The United States are out of their own World Cup. Belgium beat the co-hosts 4-1 in the last 16 in Seattle, a Charles De Ketelaere brace bookended by a Hans Vanaken strike and a late Romelu Lukaku finish, and the tournament that was meant to carry the home nation deep into the summer instead ended in the round of 16. Malik Tillman scored the goal that briefly made it a contest, but the equaliser barely had time to register before Belgium restored their lead, and from there the result was rarely in doubt. The winners of Group G move on to a quarter-final with Spain. The USA go home, and the questions that come with an early exit at a home World Cup begin now.
Belgium's class told early
Belgium did not need long to make their class felt. De Ketelaere opened the scoring inside the first ten minutes, tapping in from close range after the United States failed to clear their lines and the ball was worked back across the six-yard box. It was a soft goal to concede on a night the whole country had been building towards, and it set a tone the hosts spent the rest of the half trying to escape. They found a way back just past the half-hour, Tillman scoring from a free-kick to level the match and send a full stadium into the kind of noise this occasion was built for. The problem was that Belgium answered almost immediately.
De Ketelaere restores the lead
Two minutes after Tillman's equaliser, De Ketelaere had his second and Belgium had their lead back. This time it was a header, the forward climbing to meet a cross and finishing cleanly, and the sequence told you most of what you needed to know about the evening. The USA had reached for a moment of belief and had it taken away before they could settle into it. Pochettino's frustration on the touchline was plain, the reaction of a manager watching his side punished twice for the same lapses. Belgium were not doing anything spectacular. They were simply doing the ordinary things better, and at this level that is usually enough.
Belgium turn control into comfort
The second half was less a contest than a managed lead. Vanaken made it three, punishing hesitation at the back to score from range with the goalkeeper caught out of position, and once the third went in the American resistance faded. There was no way back and the crowd knew it, the atmosphere draining out of the stadium as the minutes passed. Lukaku, on as the game wore on, applied the final blow deep into stoppage time, taking his chance in the 93rd minute to make it four and cap a night on which Belgium had been the more clinical side from the first whistle to the last. It was the kind of ruthless finish that separates the teams built to win knockout football from those still learning how.
The question for Pochettino
This was the game Pochettino was brought in to win, or at least to make competitive. The Argentine took the job precisely to steer the co-hosts through nights like this, and instead the United States were second best in almost every phase of it.

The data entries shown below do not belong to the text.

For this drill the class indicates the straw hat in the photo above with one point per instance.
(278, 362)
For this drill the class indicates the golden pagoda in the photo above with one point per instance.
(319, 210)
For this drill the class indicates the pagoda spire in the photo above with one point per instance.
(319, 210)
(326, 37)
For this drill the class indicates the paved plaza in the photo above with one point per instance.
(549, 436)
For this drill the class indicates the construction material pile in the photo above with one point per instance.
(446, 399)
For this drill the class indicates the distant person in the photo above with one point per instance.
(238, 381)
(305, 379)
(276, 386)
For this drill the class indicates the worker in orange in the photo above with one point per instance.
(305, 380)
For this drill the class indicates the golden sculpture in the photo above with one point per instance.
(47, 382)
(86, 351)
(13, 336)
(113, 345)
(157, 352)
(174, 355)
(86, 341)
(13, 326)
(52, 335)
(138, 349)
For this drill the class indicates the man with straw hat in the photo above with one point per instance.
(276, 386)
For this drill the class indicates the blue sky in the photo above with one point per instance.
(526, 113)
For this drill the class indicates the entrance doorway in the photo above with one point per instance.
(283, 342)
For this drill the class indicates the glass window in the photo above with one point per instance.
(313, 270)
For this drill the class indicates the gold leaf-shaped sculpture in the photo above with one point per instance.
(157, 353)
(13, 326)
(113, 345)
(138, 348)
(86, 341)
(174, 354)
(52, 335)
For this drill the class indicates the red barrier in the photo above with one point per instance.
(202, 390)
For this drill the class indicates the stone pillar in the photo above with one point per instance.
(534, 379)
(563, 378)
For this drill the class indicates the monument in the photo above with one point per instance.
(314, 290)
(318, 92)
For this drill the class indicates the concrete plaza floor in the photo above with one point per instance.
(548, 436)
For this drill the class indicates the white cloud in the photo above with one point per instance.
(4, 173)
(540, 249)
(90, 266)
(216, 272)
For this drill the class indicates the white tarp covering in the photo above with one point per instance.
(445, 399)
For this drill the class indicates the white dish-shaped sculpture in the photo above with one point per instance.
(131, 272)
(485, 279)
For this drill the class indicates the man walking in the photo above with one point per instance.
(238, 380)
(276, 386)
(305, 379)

There is context: Belgium are a serious side, group winners for a reason, and losing to them is no disgrace on its own. But the manner matters. The USA had built to this tournament on home soil with the full weight of expectation behind them, and beat Paraguay 4-1 in the group stage to arrive here in form. To then exit with barely a whimper, undone by defensive errors rather than a lack of effort, is the outcome that stings most, because it points at level rather than luck.
Verdict: the co-hosts fall short
A home World Cup guarantees nothing, and this one delivered a hard lesson instead. Belgium, who ground through their group with the kind of experience the USA could not match, were simply better on the night, and now carry that form into a quarter-final with Spain that will tell us far more about their ceiling. For the United States, the reckoning is quieter and longer. A home tournament was the chance to prove they belonged among the game's genuine contenders, and over ninety minutes in Seattle the answer came back that they are not there yet. Pochettino has a project and time to build it. What he does not have, now, is the World Cup on home soil he was hired to make count.
Frequently Asked Questions
Belgium beat the United States 4-1 in the round of 16 in Seattle. Charles De Ketelaere scored twice, Hans Vanaken added a third and Romelu Lukaku scored in stoppage time, with Malik Tillman getting the USA's only goal.
Charles De Ketelaere scored both of his goals in the first half, one inside the opening ten minutes and a header two minutes after the USA equalised. Hans Vanaken made it three after the break and Romelu Lukaku finished the scoring deep in stoppage time.
Yes. The 4-1 defeat eliminated the co-hosts at the round-of-16 stage. Their tournament on home soil is over, ending Mauricio Pochettino's first World Cup as United States manager.
Belgium, who won Group G, advance to the quarter-finals, where they will face Spain.